The state's top politician calls it inhumane. Others call it a lingering symbol of colonial oppression. But Mukundlal Shah calls it an honest day's work.
For half his life, Shah, a wiry 60-year-old, has pulled a rickshaw through the noisy, dirty streets of Calcutta. For his pains, and his many aches, Shah earns about $2.50 a day.
"What's wrong with it?" he said, relaxing for a few minutes on a warm recent evening with some of his fellow rickshaw wallahs, as they are known.
"We're not robbing anyone. We're not thieves. We're not committing any crime," Shah said.
At the moment he isn't. But by the end of the year, if the state government has its way, Shah's job will be outlawed. The time has come, officials say, to close a chapter on a disgraceful practice that flourished when the British lorded over the people of this land as subjects of empire.
In modern India, advocates of the ban say, no man should have to bear another man practically on his back. After all, the Communists in China eliminated this mode of transport soon after assuming power more than 50 years ago, criticizing it as primitive and demeaning.
Communists -- albeit democratically elected ones -- also rule Calcutta, the only place in India where rickshaws still ply the streets. Like their Chinese counterparts, Calcutta's Communist leaders have shed much of their former ideology to embrace the free market, and hand-drawn vehicles don't jibe with the image of a shiny new city eager to welcome foreign investors.
"It is a symbol of human bondage; it is inhumane. . . . It must be stopped immediately," Buddhadeb Bhattacharya, chief minister of West Bengal state, was quoted as saying in August, when he announced his intention to phase out the vehicles. "Many Westerners associate Calcutta only with the world of beggars, lepers and rickshaw-pullers. They are wrong. Calcutta is vastly different from that flawed notion."
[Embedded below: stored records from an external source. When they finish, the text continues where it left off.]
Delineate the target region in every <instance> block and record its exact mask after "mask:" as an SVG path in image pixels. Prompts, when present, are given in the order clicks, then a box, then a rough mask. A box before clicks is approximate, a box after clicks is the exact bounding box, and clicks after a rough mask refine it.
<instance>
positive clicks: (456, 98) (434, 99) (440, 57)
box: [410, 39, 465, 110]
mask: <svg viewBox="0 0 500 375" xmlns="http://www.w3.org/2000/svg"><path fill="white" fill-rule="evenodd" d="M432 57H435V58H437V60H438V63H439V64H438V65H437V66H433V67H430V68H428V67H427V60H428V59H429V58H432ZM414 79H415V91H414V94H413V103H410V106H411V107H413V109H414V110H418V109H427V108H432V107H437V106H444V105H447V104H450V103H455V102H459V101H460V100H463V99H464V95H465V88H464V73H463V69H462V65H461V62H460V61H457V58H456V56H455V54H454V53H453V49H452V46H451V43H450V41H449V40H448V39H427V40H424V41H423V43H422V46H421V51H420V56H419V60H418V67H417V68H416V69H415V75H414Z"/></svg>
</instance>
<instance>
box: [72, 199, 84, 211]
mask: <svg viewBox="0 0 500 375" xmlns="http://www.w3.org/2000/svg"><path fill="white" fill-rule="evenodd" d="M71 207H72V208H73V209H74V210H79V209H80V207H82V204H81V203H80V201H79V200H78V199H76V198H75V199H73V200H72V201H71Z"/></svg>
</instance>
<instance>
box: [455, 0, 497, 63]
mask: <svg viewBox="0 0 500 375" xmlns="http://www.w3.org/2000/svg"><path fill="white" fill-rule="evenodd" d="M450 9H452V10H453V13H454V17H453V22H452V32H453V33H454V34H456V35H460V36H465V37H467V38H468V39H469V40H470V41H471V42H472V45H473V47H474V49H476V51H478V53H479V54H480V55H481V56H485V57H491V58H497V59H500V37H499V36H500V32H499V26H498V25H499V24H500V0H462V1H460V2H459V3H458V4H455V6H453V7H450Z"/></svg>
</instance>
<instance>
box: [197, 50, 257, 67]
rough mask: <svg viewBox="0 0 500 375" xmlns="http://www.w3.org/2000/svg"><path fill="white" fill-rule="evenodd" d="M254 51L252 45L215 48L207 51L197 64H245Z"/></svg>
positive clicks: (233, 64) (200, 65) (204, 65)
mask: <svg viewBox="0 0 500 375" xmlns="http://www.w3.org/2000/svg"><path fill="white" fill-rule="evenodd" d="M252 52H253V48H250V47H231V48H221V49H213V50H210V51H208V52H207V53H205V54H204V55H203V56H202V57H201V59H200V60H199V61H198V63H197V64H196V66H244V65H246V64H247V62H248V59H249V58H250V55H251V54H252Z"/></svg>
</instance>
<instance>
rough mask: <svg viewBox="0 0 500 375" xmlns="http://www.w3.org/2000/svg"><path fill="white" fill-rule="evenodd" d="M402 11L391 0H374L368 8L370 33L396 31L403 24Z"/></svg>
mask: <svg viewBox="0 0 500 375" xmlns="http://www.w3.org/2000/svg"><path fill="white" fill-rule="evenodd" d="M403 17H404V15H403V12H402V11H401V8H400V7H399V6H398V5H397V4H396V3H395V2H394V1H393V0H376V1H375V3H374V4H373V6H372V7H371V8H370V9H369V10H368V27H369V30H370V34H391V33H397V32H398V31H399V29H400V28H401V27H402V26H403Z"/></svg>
In some ways, this onetime capital of the British Raj has edged into the 21st century. Internet cafes beckon, high-rise hotels gleam, cell phones seem permanently attached to many a resident's ear, and Bollywood movie stars flog soft drinks on giant billboards.
But poverty remains rampant in the slums where Mother Teresa ministered to the sick and needy. Barefoot children in rags roam alleyways, while trash and filth turn into smelly outdoor heaps in the rain. Among the downtrodden are Calcutta's estimated 18,000 rickshaw drivers, most of whom belong to India's lower castes and are migrant laborers from Bihar, a dirt-poor neighboring state.
Bodies glistening with sweat, they haul their passengers on their toothpick legs along the side streets they've been confined to since the government ordered them off congested main roads a few years ago. A mile-long ride costs barely more than a quarter.
The practice has also caught the notice of human rights groups, which have weighed in on the issue -- but not necessarily as one might imagine. While acknowledging that the sight of men toiling like beasts of burden presents "an uncomfortable picture," charitable organizations such as Action Aid and the Calcutta Samaritans oppose the rickshaw ban because of the consequences of throwing thousands of the city's most desperate out of work.
State officials did try to clear the streets of rickshaws about a decade ago, but were forced to back down after an outcry of opposition. Many here expect the newly announced ban to founder as well, or at least to languish unenforced until after elections next spring.
Rickshaws first appeared in Calcutta around the turn of the 20th century, an import from neighboring China. Updated forms considered less morally troubling -- cycle rickshaws or motorized versions -- course through the city's streets nowadays, but the hand-pulled originals have shown surprising staying power.
Their backers describe them as a cheap, nonpolluting means of traveling short distances, especially for residents who cannot afford cars or cabs.
Certainly the rickshaws represent lifelines for their pullers, who are generally men over 40 with families to support back in their home states. Many drivers work up to 12 hours a day and live on the streets or crammed in with their fellow pullers in rickshaw garages. They suffer from loneliness, alcoholism and sexually transmitted diseases, and are regularly harassed by police.
Shah plans to stay on the job as long as he can, unable to think of what he might do instead after 30 years of huffing, puffing and hauling Calcuttans around the city.
His hair has thinned, his beard is grizzled, and in a cushier job he would be looking forward to a happy retirement about now. As it is, it's unclear which will catch up with him first -- the law or his own aging body.
"I can't run as fast as I used to," he said.